Brazil sits in South America and offers a remote-work proposition that balances cost, infrastructure, and lifestyle in a way unique to its part of the world. The figures below are aggregated from the 16 Nomad Desk city guides covering destinations across the country — they reflect a single remote worker's realistic monthly budget for a private apartment in a central, walkable neighborhood, plus food, transport, coworking, and basic discretionary spending.
What it costs to live here
The country average across our city guides comes in at $1,425 per month, but the spread is wide. The cheapest base on our list is Bonito at roughly $1,100 monthly, while higher-cost or capital-city options can run two or three times that. Use this as a sanity check, not a guarantee — your actual burn rate depends heavily on neighborhood choice, lease length, and how much of your food spending happens at home versus restaurants.
Cheapest cities in Brazil
Bonito
$1,100/month · 55 Mbps
Budget pickChapada dos Veadeiros
$1,100/month · 40 Mbps
Budget pickCuritiba
$1,300/month · 90 Mbps
Budget pickBelo Horizonte
$1,300/month · 90 Mbps
Internet and connectivity
Average internet speed across our covered cities in Brazil is around 72 Mbps on typical residential and coworking lines. That is comfortably above the threshold for stable video calls and most remote-work loads. Verify the actual line speed at your specific address before signing a longer lease — newer buildings and central districts usually have fiber, while older infrastructure lags.
Fastest internet cities in Brazil
Florianopolis
100 Mbps · $1,700/month
Fast fiberRio de Janeiro
100 Mbps · $1,700/month
Fast fiberSao Paulo
100 Mbps · $1,900/month
Fast fiberCuritiba
90 Mbps · $1,300/month
Visa and stay length
Brazil operates a dedicated nomad-friendly route: Digital Nomad Visa.
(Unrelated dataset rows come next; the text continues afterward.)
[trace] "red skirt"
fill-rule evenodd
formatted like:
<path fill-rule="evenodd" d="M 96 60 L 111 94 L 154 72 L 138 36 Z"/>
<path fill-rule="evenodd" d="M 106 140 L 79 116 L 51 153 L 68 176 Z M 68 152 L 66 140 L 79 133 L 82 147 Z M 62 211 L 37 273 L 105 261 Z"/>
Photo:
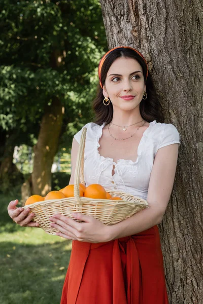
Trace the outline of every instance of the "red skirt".
<path fill-rule="evenodd" d="M 60 304 L 168 304 L 158 226 L 106 243 L 74 241 Z"/>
Headline terms: 12 months, renewable for 12 more, with an income requirement of $1,500/month or $18,000 in savings. Low income threshold and access to Florianópolis, Rio, São Paulo, and an emerging Recife/Fortaleza scene. Read the full breakdown on our Brazil nomad visa page, then verify current terms on the official immigration site before applying.
Where to base — neighborhoods and city choice
For a first stay in Brazil, prioritise the country's most established remote-work hubs — these are the cities where the rental market, cafe scene, and coworking infrastructure have all matured to the point that you can land on a Tuesday and have a working routine by Friday. The list below is ranked by overall nomad score, but the right pick usually comes down to your visa, your timezone, and the specific neighborhoods you actually want to spend three months in.
All Brazil cities on Nomad Desk
Florianopolis
Rio de Janeiro
Sao Paulo
Curitiba
Belo Horizonte
Brasilia
Trancoso
Paraty
Salvador
Itacare
Foz do Iguaçu
Recife
Bonito
Ilha Grande
Chapada dos Veadeiros
Manaus
Practical tips for working from Brazil
The general framework that works well across the country: scout a city for two weeks before committing to a longer lease, lean on monthly rental sites and local Facebook groups for housing rather than short-term-rental platforms, and use a coworking day pass at two or three spaces before settling on a monthly membership. Your first week will involve more logistics than work; budget for that and the rest of the stay falls into place.
For payment infrastructure, a multi-currency account like Wise handles local rent transfers and salary receipts cleanly across most of Brazil. For health and travel coverage, the standard nomad-stack option is SafetyWing — long-stay friendly and accepted by most visa programs that require proof of insurance.